Image: Kiyana Salkeld / Just Good Shit

Image: Kiyana Salkeld / Just Good Shit

I’ve never really been a birthday person because pretty much everyone takes a vacation during the first week of August (seriously, it’s been this way my entire life), and also I just…don’t care that much! I usually just go to work on my birthday and, like, order my favorite takeout for dinner.
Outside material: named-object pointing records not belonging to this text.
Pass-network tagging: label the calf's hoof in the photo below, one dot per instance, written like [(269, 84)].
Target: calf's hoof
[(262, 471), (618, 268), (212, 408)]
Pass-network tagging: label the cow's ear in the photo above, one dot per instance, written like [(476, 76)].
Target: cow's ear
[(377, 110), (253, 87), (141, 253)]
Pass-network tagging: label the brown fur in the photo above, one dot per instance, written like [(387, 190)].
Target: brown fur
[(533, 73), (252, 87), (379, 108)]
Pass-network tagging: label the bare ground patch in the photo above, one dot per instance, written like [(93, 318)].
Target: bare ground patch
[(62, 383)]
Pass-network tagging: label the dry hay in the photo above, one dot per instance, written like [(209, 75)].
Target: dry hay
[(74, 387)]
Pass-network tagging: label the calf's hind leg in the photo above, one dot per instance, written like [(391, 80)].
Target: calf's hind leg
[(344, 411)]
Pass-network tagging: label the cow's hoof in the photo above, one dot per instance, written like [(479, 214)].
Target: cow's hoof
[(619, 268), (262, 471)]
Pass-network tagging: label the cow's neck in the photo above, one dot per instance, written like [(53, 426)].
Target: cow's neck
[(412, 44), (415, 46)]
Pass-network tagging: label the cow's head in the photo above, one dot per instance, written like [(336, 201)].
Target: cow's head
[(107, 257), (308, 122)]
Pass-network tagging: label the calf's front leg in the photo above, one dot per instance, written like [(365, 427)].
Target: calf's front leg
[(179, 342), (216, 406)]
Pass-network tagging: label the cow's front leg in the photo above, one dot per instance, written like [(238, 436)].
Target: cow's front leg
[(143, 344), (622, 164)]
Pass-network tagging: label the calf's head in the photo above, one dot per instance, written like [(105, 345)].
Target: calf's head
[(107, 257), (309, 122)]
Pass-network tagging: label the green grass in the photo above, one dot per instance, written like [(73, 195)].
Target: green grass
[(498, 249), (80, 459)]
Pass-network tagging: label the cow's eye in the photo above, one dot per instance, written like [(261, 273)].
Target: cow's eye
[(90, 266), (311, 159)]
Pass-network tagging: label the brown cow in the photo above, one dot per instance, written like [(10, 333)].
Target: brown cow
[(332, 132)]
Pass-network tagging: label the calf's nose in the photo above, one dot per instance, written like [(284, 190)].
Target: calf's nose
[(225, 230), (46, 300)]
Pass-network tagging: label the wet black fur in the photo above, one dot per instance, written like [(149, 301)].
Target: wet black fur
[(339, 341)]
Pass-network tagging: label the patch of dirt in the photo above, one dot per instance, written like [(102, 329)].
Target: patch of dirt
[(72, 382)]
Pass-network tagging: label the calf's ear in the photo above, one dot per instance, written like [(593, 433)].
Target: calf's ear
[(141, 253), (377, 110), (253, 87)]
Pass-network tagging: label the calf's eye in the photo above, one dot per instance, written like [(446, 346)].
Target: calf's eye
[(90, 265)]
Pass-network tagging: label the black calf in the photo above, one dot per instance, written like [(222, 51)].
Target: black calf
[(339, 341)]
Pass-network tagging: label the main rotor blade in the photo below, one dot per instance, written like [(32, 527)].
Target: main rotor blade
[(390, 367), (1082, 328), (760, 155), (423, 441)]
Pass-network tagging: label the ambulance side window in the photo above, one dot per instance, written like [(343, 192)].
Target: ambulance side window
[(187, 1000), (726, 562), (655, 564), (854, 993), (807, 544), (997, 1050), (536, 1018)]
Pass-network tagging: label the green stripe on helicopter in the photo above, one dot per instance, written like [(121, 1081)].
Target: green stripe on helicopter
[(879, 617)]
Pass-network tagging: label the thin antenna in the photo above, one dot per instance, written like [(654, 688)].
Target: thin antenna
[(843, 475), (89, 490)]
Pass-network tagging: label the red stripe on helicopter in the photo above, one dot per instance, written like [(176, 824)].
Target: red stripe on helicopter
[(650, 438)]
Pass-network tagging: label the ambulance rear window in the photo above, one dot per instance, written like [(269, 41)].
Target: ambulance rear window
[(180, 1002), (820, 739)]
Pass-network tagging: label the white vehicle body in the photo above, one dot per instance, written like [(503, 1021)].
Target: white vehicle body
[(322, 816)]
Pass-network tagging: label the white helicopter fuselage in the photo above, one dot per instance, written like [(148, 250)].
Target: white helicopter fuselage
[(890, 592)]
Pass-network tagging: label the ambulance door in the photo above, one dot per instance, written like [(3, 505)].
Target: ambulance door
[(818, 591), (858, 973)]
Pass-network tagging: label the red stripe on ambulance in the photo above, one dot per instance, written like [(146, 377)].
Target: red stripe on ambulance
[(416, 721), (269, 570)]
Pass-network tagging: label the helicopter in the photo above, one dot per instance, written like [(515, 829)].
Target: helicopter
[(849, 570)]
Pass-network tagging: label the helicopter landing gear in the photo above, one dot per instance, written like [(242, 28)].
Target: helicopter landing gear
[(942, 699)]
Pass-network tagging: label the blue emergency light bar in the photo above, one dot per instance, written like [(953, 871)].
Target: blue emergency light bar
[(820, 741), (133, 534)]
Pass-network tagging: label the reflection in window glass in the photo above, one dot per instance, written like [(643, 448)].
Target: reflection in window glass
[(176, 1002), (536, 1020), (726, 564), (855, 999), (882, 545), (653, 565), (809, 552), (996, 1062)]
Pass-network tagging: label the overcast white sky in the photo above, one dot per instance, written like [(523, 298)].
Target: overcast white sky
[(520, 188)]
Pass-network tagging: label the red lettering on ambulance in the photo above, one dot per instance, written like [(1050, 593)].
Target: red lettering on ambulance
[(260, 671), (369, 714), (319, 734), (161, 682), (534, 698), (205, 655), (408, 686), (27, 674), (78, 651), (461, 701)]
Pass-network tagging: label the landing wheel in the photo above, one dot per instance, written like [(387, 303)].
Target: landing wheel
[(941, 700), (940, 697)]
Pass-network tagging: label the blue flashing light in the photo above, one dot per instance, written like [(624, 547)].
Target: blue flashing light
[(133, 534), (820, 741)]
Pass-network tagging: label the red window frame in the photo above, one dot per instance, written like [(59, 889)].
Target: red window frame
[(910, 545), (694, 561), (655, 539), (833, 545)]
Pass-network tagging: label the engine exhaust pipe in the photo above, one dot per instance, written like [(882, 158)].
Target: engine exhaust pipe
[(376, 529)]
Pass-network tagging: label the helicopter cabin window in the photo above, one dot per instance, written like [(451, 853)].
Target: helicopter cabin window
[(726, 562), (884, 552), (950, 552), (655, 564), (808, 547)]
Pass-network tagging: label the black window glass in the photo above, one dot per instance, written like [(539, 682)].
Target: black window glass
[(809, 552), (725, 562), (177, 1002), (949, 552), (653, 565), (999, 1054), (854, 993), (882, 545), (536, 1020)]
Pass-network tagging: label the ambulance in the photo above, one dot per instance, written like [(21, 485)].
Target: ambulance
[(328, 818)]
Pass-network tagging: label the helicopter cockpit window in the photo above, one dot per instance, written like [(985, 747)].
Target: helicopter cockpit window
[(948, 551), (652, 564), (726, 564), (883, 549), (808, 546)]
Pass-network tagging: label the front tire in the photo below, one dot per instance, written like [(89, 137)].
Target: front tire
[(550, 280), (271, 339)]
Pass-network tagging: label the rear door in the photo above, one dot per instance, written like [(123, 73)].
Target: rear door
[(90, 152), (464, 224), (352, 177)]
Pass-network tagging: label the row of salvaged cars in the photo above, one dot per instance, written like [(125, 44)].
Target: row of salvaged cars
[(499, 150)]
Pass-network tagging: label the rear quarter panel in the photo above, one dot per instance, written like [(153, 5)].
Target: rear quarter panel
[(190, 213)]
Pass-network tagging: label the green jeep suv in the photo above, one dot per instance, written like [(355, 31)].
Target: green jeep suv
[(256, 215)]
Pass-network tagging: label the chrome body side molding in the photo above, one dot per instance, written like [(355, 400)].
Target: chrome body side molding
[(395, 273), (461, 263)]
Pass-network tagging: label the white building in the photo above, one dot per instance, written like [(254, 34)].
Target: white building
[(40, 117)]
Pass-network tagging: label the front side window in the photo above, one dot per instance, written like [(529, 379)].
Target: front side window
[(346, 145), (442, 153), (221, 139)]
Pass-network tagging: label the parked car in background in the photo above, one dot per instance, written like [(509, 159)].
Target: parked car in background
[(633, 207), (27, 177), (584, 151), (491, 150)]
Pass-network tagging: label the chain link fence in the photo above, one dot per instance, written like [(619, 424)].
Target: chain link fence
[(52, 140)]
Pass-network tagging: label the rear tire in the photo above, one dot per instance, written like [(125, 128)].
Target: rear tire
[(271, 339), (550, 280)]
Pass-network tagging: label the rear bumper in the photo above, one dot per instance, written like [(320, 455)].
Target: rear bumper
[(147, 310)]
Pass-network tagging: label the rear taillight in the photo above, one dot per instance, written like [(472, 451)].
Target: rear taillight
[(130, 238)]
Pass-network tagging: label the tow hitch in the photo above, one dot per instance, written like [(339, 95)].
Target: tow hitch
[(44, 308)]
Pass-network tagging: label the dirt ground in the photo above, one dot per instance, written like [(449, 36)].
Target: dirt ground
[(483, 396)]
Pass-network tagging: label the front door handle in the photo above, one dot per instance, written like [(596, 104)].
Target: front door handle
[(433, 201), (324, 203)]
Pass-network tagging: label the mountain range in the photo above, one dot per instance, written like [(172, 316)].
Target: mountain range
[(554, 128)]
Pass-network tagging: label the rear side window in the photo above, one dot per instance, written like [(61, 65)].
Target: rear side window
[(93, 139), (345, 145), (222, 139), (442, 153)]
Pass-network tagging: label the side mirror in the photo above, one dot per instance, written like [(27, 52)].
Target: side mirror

But I’m now dating a Birthday Personā„¢, so this year, I had my first bona fide birthday week. It included breakfast at Miriam (my favorite), a manicure and pedicure at Paintbucket, a trip to Greenlight and Target, dinner at Allswell, McLeod Farms peaches with pals, an Instax camera and Catbird necklace, Good Genes (a gift from my mom that so far absolutely lives up to the hype), and birthday drinks with friends at The Springs. It was truly lovely and also I’m exhausted.

At Miriam on my birthday

At Miriam on my birthday

My goals/hopes/dreams for my upcoming year are learning to use lay and lie properly in all writing and conversation, and visiting a national park!

Here’s what else I had going on this week…

On the blog

Reading

I, like every other self-respecting Brooklyn millennial, am currently reading Trick Mirror by Jia Tolentino.

Also:

The Media Erased Latinos From the Story, The Atlantic.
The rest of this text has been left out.